First thing the next morning, I called the city in an attempt to blame the problem on a sewer back up. Unfortunately, the sewer wasn't to blame either. Turns out, my trusty water heater decided to overheat then throw up all over my basement. FUCK!!!
Knowing the source of the problem was a good thing, learning about the remedy has sent me into a tailspin. Replacing the water heater was damn near $600 bucks. But then there's the clean up. Since the water had been sitting in my basement for approximately 72 hours, I now have millions of microorganisms as pets. Yippee! I hope there's enough kibble in the cabinets to feed them all. Fortunately, I found out that home owner's insurance will cover the damage. Unfortunately, there's a $1000 deductible. FUCK!! Fuckity, fuck, fuck, fuck!!!
It's not that I don't have the money. I've been saving for a rainy day, and it fucking poured. The thing is, I don't want to spend over $1500 on home repairs. That's $1500 that I can't put towards a car, or moving expenses, or a yacht party with strippers. What the hell am I going to do with a water heater? Cold showers would probably do me some good.
On top of this calamity, I got a heartfelt "thanks but not thanks" letter about a job, I was just sure would get me back to civilization.
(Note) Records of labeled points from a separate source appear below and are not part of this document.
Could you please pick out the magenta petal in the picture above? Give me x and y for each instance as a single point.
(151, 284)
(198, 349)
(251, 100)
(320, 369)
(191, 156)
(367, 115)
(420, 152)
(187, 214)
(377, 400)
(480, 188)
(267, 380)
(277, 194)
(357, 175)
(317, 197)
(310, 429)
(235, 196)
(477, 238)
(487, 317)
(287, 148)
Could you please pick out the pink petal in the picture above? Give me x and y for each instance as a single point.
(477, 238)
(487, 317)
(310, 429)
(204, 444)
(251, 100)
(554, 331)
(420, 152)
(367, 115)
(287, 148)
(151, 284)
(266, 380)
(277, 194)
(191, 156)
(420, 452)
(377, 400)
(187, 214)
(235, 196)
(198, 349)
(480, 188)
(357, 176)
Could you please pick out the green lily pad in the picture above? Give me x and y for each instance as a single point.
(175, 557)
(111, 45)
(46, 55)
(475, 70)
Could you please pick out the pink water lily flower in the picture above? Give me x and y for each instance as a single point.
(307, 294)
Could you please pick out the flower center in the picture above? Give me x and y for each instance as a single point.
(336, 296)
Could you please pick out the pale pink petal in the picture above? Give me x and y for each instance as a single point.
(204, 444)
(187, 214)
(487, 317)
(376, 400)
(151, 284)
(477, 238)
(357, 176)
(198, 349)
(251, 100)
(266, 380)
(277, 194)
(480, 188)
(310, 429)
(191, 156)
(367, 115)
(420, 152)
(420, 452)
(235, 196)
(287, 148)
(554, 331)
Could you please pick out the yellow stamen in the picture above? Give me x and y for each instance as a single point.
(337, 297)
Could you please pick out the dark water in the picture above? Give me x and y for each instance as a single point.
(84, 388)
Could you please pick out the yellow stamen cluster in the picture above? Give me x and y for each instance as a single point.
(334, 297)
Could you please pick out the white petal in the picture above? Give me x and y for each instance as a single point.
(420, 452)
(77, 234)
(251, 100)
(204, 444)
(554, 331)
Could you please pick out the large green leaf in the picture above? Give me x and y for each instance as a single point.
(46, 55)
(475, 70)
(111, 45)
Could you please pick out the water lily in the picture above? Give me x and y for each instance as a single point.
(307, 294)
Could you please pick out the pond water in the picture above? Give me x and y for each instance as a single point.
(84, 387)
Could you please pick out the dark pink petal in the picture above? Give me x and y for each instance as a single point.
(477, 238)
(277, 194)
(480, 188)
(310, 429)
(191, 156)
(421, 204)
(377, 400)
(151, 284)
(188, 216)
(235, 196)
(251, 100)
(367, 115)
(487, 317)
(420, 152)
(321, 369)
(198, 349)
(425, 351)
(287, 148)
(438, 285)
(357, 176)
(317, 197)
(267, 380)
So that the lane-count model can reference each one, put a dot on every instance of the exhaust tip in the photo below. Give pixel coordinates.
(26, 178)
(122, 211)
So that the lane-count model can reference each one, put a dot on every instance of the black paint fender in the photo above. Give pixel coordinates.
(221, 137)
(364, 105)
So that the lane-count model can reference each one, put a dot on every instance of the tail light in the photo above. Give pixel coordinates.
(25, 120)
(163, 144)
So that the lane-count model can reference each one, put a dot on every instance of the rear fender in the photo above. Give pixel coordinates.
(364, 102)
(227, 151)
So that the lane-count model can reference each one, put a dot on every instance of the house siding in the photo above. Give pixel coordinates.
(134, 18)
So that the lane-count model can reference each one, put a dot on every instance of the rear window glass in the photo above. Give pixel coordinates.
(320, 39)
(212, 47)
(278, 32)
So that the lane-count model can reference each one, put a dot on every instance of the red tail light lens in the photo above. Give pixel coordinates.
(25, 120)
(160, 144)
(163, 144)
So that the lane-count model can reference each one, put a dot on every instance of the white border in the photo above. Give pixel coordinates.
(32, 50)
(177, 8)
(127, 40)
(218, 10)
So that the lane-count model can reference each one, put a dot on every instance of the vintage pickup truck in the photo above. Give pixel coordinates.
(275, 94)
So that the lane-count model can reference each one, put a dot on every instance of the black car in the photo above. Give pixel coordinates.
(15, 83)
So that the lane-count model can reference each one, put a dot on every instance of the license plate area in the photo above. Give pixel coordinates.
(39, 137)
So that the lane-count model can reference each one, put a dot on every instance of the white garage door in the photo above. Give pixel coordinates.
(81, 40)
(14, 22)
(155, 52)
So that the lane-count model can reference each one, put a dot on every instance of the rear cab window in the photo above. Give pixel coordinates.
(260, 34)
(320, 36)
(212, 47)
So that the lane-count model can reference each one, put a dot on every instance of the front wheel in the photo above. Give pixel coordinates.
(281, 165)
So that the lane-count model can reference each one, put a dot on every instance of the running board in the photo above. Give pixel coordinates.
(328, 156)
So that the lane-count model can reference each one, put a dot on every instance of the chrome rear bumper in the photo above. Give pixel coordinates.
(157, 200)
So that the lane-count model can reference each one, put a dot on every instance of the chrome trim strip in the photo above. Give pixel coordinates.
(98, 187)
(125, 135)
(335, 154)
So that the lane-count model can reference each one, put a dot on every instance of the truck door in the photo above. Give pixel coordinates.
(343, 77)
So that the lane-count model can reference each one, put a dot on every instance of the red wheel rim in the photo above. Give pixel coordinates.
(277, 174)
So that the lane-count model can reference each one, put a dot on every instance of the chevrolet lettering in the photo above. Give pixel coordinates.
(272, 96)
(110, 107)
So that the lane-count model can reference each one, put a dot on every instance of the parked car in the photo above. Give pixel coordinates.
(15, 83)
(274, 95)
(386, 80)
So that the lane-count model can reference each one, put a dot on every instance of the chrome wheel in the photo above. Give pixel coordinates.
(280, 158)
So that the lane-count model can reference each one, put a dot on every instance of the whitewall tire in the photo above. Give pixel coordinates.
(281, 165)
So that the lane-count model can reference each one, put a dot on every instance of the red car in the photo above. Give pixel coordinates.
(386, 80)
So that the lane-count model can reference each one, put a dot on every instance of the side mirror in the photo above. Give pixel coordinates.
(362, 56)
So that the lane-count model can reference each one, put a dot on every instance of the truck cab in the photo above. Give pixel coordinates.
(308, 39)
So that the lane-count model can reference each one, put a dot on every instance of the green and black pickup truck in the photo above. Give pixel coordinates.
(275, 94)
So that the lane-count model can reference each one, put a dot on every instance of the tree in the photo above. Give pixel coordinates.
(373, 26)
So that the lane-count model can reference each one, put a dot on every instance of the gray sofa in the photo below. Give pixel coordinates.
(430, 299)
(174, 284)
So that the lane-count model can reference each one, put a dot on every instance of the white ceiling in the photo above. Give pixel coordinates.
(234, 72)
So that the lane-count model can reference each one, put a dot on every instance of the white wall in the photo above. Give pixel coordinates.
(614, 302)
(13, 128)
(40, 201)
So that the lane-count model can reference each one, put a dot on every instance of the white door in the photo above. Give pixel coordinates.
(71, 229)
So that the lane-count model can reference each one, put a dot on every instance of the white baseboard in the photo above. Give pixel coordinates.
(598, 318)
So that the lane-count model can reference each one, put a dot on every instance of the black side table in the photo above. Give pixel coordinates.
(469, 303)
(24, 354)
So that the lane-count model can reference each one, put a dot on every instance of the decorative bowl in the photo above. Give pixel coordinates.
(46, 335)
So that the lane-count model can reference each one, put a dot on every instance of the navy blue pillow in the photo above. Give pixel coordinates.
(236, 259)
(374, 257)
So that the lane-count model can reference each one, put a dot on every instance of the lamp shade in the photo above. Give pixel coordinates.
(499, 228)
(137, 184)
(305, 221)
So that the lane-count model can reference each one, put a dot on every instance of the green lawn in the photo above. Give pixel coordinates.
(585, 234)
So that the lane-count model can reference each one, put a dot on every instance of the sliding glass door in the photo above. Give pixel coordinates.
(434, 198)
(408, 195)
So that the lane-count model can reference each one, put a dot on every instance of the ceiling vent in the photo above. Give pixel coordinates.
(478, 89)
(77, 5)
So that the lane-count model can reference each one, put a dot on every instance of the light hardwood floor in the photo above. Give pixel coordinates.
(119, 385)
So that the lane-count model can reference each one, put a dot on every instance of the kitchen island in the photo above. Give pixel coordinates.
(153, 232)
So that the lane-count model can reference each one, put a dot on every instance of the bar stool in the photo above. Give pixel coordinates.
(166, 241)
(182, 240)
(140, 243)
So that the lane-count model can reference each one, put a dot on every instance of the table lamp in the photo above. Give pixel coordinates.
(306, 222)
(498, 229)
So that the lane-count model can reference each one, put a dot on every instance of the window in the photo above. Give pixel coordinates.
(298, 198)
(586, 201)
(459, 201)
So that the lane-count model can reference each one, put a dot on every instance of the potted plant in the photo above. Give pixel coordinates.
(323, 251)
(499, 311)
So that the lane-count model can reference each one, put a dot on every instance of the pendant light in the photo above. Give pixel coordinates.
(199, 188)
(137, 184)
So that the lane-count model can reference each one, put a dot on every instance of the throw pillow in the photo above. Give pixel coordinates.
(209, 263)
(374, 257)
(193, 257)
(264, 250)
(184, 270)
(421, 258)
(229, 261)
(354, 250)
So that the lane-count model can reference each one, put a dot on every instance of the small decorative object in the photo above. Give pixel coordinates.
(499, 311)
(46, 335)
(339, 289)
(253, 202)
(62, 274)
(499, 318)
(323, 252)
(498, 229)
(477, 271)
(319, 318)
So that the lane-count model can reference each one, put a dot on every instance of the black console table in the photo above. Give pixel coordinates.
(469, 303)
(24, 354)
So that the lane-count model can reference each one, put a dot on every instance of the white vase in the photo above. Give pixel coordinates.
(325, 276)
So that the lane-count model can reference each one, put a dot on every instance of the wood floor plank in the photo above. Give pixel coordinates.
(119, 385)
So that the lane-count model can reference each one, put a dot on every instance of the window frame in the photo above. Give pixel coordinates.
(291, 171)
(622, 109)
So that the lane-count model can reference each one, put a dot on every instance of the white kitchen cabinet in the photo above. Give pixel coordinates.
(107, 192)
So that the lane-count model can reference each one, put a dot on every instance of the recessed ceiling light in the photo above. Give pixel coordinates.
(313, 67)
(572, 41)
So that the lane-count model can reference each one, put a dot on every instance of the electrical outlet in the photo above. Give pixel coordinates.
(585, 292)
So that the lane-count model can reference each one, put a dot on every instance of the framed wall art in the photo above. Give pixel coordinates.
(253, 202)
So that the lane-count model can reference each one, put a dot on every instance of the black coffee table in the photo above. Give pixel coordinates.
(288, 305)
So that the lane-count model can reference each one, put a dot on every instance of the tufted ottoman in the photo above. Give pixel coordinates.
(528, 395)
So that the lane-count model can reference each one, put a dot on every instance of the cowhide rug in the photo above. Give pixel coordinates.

It's back to the drawing board, searching job postings, submitting resumes, interviewing, ass kissing, and so on and so forth. I hate this process. To add insult to injury, several hours of searching monster.com have shown me that even with a B.S. degree from an Ivy League school and 3+ years of work experience I'm not even qualified to be a junior administrative assistant. FUCK ME!! Please.